Nadir first shared his new faith with his wife, who was from a Hindu family and whom he had married before he went to work in the Middle East. His passion for telling others about Jesus continued to grow, and he joined OM for a year-long agricultural internship, where he was further inspired by the vision to share Jesus in some of the hardest-to-reach parts of the country. After leaving to study at a Bible college, he committed to serve with OM again in 2021.

His current primary role is to pack Christian literature into smaller bundles that are then distributed in large bags to OM teams and churches across the country. Work that might seem trivial to some has not lessened Nadir’s passion. Instead, he faithfully packs hundreds of thousands of books each year, confident that his work contributes to God’s Word ending up in the hands of men, women and children who otherwise have very little access to Jesus. “The greatest thing is working with God… He is our source, and if anyone can work with their source, obviously that person is going to be energetic,” he explains. “As Jesus followers, our focus is to spread the gospel, the Word of God, to the people. Our main focus is missions.”

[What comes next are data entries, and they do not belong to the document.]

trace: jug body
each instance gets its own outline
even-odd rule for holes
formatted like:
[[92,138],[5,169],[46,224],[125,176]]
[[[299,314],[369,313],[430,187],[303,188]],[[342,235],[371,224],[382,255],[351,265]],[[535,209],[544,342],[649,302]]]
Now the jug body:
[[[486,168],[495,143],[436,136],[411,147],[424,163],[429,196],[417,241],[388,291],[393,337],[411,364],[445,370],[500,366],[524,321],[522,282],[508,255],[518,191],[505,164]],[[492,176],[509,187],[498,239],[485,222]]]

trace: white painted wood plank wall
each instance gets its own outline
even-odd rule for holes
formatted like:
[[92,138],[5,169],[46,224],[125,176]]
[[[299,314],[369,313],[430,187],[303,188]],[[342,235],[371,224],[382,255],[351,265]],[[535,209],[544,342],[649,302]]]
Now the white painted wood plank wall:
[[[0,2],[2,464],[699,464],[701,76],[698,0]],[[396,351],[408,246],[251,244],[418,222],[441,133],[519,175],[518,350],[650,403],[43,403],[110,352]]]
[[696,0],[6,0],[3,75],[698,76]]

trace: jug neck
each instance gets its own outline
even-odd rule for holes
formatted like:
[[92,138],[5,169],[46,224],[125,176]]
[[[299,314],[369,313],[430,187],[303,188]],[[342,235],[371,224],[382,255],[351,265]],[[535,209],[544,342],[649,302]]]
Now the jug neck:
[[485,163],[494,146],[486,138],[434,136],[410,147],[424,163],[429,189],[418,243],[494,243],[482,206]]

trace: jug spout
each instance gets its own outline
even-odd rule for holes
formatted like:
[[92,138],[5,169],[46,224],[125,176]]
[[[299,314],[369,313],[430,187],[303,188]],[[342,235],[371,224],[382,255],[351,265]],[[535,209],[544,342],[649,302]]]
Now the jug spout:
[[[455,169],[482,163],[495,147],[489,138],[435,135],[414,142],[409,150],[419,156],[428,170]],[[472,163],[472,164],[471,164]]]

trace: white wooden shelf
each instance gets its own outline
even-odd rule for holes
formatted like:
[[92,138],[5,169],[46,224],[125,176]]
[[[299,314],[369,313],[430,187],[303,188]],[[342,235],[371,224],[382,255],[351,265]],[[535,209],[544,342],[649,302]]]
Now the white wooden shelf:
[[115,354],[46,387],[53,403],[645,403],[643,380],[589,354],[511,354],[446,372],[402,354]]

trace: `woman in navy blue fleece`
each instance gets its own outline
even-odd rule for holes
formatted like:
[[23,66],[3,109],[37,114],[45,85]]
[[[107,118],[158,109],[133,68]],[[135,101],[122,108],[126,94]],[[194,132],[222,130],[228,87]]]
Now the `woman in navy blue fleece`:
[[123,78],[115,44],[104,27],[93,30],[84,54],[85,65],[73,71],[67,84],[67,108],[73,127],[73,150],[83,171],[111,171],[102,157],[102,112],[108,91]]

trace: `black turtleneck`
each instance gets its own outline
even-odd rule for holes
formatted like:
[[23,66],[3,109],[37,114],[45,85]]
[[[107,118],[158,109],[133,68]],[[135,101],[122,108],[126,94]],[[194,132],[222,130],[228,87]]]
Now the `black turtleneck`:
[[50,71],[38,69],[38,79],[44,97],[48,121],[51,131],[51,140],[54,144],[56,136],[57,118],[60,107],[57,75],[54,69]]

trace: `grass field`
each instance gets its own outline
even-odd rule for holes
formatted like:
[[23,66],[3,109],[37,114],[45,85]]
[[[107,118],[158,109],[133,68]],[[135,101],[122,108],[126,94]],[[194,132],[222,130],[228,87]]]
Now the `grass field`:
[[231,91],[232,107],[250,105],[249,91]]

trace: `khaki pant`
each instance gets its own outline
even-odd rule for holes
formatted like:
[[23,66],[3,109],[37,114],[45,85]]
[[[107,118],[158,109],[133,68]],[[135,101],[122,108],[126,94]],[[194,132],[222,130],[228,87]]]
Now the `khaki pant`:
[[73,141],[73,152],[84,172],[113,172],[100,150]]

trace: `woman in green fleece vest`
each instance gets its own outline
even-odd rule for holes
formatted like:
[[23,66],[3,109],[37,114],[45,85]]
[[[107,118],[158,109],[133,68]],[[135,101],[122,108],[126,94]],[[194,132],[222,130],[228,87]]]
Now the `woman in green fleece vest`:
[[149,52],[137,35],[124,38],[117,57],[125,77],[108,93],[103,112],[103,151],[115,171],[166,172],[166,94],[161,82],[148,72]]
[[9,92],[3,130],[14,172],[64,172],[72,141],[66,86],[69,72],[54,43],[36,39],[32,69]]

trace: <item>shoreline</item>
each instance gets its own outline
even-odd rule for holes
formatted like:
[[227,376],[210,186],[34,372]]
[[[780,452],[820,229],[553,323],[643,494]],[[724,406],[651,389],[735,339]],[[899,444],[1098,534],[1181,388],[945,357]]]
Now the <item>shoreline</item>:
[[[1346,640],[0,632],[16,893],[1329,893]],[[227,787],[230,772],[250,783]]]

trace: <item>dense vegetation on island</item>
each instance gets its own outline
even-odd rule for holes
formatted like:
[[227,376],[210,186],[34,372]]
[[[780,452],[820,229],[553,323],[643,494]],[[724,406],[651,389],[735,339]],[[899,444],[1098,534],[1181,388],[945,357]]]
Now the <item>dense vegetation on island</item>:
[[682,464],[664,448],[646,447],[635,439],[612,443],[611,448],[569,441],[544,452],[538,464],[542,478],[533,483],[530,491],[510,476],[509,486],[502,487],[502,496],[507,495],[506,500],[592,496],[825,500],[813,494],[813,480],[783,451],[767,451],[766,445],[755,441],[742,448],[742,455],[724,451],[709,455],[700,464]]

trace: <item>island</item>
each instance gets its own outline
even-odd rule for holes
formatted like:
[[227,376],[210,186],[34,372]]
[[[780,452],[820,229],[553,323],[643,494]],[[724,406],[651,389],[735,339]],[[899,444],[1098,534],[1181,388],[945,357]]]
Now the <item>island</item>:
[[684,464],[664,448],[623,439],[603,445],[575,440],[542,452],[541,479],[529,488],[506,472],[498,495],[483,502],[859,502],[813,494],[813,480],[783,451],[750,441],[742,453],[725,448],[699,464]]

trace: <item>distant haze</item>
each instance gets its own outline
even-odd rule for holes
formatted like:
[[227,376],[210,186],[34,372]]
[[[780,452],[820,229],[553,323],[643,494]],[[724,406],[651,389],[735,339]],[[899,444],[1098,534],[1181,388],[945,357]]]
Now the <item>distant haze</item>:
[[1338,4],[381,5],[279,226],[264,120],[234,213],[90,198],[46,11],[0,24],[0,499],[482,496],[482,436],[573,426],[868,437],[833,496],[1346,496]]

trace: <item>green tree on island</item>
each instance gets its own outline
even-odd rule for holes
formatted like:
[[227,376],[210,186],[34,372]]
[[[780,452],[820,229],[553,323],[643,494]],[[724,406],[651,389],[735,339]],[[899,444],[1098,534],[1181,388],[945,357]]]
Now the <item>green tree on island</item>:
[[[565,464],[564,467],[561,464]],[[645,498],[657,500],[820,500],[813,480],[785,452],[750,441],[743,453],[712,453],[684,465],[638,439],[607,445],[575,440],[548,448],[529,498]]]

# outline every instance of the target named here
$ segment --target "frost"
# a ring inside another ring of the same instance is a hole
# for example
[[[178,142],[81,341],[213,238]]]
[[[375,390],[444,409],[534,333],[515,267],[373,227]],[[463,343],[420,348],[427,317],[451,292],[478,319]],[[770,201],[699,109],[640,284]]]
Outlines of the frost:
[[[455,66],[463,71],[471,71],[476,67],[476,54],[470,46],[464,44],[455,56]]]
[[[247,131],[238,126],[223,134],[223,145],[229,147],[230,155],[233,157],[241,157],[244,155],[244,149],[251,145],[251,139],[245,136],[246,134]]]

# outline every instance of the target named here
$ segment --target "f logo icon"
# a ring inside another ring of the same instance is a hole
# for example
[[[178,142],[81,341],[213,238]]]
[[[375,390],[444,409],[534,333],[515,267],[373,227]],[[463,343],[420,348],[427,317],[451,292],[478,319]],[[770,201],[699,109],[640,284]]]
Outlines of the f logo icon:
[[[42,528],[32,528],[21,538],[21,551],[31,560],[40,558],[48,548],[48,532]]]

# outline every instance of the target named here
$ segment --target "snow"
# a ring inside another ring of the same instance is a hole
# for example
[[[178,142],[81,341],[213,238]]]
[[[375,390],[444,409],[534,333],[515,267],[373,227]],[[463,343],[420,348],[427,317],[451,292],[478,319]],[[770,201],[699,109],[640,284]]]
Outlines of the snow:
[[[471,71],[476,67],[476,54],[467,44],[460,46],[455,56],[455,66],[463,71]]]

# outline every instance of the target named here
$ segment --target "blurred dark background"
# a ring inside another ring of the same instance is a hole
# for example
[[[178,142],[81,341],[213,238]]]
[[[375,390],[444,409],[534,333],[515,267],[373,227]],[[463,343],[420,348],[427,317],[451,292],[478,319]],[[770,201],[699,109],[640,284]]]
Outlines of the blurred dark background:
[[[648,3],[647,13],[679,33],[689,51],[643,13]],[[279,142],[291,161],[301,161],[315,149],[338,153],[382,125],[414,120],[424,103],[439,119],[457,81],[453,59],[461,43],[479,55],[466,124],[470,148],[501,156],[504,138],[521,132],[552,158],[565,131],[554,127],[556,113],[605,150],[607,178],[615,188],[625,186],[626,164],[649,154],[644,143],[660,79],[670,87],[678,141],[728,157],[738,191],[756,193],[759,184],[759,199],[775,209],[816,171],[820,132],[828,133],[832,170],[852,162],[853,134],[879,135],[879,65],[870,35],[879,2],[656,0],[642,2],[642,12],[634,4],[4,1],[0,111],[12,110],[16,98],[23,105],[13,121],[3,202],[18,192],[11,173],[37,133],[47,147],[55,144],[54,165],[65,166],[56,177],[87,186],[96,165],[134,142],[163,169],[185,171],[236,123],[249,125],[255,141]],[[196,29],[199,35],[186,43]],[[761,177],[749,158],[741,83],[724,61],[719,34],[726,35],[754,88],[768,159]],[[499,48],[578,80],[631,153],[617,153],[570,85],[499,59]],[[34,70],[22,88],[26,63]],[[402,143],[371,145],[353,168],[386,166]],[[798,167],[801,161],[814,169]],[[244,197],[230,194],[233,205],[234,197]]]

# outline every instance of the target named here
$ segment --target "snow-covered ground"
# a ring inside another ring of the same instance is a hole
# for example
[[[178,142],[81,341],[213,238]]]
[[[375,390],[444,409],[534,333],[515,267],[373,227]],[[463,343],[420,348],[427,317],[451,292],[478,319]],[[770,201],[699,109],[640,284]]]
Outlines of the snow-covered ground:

This conviction that everyone deserves a chance to know they are loved by Jesus springs from Nadir’s confidence that he is part of God’s family. The pain and rejection he used to shrink from daily have been replaced with joy and peace in Jesus. “If I had not encountered Jesus Christ in the Middle East, I would be a different person at the moment,” he shared. From his first encounters with God’s Word through the Bible study in the Middle East to his Bible studies to his role as a book packer who makes it possible for others to receive Christian literature, Nadir has discovered more about his heavenly Father – and this perfect love has transformed his life for good.